2

When using Selenium, I often use driver.find_element(By.XPATH, ) rather than driver.find_element(By.CSS_SELECTOR, ). I find it easy to copy the XPATH rather than understanding the HTML structure of the website.

But I had a little problem. Recently I noticed that most of my scripts using XPATH don't work because the XPATHtends to change. Is their a way to fix this problem? And is there a difference between xpath and full xpath?

devCharaf
  • 242
  • 2
  • 12
  • Correct me if I am wrong, but I guess the ```CSS_SELECTOR``` may also change, depending on the website owner, but maybe less likely than the ```XPATH``` – devCharaf Feb 01 '22 at 15:22
  • @jaSON It does answer the second part of the question thanks! – devCharaf Feb 01 '22 at 19:58

2 Answers2

2

This is a basic problem with screen scraping. The information on an HTML page is designed for human users, not for software access, and it will change over time based on the perceived needs of human users, ignoring the needs of screen scrapers.

You haven't said what you're using Selenium for. The two main users are (a) software testing (to check that your software is displaying the screen correctly) and (b) scraping data from third-party web sites. The strategy for solving the problem is different for the two cases.
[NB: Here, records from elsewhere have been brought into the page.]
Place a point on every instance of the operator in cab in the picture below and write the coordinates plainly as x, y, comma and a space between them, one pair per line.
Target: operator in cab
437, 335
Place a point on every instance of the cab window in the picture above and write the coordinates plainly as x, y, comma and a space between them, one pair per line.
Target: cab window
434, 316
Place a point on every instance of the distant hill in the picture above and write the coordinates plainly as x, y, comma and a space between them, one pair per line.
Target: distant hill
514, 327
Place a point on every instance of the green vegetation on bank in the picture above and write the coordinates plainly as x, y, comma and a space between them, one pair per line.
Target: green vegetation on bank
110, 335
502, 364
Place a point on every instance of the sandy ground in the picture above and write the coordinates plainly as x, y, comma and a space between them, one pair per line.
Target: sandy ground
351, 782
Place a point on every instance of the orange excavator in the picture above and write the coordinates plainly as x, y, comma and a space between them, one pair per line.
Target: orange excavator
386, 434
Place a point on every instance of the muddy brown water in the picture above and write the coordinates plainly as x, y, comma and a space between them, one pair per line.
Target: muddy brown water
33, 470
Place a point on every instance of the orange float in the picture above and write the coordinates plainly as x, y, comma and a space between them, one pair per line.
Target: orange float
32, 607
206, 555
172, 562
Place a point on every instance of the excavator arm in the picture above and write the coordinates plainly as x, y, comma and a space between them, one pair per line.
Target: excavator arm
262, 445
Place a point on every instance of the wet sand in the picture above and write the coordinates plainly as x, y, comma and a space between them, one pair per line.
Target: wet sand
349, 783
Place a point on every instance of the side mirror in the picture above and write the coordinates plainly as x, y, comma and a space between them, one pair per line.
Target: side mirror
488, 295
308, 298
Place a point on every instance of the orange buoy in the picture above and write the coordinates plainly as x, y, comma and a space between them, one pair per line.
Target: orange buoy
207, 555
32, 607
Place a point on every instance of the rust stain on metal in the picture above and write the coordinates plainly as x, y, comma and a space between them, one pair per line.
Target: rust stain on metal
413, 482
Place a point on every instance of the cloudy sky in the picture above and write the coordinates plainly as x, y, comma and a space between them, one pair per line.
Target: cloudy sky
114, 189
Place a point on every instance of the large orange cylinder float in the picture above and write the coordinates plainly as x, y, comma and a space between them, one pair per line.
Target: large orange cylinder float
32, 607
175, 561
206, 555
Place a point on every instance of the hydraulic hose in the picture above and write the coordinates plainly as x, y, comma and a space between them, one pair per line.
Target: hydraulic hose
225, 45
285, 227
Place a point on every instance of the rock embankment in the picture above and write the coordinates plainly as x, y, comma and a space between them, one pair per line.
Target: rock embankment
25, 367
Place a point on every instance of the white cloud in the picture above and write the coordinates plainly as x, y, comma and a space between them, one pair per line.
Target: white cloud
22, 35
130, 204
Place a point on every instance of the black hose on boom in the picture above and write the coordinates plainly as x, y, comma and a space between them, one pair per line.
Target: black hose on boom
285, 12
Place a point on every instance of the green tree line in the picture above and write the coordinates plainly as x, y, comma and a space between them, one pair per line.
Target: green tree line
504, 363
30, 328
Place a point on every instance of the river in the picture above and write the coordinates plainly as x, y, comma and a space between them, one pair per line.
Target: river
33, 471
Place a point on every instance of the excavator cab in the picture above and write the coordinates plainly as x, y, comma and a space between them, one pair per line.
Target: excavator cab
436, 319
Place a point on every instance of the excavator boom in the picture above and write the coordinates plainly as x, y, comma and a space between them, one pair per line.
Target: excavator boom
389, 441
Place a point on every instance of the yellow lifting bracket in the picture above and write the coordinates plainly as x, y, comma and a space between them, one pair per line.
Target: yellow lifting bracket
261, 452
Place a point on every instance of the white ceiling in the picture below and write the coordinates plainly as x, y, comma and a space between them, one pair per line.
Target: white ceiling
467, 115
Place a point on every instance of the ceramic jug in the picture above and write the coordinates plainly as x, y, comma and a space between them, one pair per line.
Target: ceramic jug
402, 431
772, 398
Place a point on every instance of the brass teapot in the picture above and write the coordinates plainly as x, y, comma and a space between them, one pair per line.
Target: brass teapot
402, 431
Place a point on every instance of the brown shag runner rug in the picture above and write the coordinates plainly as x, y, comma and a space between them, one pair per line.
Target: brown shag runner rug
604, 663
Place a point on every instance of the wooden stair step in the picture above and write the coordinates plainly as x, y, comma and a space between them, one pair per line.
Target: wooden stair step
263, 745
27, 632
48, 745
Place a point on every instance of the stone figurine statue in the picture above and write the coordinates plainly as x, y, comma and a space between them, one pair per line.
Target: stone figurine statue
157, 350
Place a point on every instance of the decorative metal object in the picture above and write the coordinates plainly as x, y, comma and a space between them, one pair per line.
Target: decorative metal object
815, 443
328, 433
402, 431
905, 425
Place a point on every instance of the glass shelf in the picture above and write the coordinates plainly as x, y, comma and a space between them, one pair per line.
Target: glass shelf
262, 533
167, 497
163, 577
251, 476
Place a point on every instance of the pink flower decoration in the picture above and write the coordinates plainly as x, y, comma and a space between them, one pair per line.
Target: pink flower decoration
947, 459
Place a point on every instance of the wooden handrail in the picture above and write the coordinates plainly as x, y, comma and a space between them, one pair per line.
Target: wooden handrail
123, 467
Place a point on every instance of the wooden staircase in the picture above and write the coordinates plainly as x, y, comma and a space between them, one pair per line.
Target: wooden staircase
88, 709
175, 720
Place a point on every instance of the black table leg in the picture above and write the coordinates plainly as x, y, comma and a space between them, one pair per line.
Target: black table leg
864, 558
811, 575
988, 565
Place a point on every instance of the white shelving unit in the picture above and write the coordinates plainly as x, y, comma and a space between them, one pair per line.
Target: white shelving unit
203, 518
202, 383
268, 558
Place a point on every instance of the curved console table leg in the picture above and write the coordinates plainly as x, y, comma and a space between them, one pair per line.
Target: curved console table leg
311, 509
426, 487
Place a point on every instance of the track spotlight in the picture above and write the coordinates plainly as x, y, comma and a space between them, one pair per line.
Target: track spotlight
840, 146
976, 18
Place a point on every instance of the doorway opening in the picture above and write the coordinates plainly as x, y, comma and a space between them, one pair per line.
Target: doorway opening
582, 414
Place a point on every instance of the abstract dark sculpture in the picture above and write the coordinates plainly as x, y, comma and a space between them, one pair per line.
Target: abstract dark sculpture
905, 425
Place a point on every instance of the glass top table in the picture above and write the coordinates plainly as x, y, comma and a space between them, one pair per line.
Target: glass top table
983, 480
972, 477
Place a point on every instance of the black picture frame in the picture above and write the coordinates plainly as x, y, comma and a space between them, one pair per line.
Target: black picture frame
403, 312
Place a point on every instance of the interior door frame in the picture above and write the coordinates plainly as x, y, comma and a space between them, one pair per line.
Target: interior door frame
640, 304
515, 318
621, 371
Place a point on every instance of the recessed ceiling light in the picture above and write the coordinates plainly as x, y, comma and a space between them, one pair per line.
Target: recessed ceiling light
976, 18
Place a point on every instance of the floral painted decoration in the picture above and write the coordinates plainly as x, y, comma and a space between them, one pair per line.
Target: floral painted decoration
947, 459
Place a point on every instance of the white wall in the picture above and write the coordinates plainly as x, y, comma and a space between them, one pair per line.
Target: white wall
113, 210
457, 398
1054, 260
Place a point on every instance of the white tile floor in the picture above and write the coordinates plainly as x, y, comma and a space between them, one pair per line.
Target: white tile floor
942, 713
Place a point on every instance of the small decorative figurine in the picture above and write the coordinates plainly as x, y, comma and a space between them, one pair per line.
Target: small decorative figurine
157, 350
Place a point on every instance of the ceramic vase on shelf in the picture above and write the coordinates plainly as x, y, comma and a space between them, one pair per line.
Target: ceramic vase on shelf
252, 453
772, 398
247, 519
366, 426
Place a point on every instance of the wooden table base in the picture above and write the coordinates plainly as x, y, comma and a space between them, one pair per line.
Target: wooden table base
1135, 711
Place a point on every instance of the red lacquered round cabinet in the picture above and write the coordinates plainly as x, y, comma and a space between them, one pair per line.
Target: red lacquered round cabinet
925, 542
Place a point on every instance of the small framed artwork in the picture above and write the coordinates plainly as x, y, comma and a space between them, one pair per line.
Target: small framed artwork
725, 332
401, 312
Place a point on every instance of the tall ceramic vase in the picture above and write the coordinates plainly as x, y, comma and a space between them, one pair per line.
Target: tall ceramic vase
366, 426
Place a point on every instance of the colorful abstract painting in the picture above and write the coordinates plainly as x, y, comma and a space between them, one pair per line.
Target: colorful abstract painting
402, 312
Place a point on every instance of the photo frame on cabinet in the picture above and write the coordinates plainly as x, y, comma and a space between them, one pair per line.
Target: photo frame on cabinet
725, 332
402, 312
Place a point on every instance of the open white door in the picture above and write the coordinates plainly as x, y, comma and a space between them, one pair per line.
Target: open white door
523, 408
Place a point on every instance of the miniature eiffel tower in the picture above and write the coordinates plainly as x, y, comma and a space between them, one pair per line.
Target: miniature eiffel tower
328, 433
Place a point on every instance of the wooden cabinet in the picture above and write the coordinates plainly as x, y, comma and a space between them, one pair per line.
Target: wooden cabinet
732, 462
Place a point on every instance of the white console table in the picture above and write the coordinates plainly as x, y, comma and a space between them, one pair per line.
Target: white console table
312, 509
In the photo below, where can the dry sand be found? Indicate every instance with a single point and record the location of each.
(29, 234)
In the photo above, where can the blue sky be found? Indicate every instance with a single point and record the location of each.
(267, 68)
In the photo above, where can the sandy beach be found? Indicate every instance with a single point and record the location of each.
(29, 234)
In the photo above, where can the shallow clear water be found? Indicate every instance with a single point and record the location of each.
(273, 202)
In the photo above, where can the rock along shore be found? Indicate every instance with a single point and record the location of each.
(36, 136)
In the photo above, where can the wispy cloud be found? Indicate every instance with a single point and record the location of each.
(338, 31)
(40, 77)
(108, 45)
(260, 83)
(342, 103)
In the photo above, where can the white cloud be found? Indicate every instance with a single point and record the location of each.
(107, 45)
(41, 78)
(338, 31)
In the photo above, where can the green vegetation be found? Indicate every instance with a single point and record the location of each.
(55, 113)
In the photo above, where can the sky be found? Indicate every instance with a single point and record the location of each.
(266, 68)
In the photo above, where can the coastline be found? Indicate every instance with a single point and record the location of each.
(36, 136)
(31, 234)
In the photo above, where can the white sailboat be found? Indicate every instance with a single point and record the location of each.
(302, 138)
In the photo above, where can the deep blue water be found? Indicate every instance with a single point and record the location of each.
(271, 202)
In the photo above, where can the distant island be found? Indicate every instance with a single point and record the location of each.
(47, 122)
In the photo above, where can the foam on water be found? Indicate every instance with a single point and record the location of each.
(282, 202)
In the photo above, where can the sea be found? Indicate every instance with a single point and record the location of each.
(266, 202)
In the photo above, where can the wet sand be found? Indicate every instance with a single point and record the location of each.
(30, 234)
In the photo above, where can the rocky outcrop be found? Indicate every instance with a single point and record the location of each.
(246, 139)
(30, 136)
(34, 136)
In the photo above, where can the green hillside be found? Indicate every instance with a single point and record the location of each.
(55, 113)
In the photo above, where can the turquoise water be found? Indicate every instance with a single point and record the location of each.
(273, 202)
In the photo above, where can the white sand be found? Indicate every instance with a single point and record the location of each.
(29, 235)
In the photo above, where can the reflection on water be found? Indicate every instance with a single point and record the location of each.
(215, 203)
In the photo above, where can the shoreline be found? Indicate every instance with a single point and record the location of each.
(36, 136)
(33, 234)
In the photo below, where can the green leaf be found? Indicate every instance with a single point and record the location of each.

For testing, try to test as much of the functionality of your application as possible using unit tests that don't rely on looking at the HTML; only look at the HTML where you actually need to test the user interface. For those tests, you're going to have to face the fact that when the HTML changes, the tests have to change.

For extracting data from third-party web sites, use a published API to the data in preference to screen-scraping if you possibly can - even if you have to pay for access, it will be cheaper in the long run. Scraping the data off HTML pages is inefficient and it leaves you completely exposed to unannounced changes the screen appearance.

Having said that, there are ways of writing XPath that make it more resilient to such changes. But only if you guess correctly what aspects of the page are likely to change, and what's likely to remain stable. It's not a difference between "xpath" and "full xpath" as you suggest, rather there are different ways of writing XPath expressions to make them resilient to changes in the HTML. Clearly for example //tr[td[1]='London']/td[2] is more likely to keep working than //div[3]/div[1]/table[9]/tbody/tr[43]/td[2].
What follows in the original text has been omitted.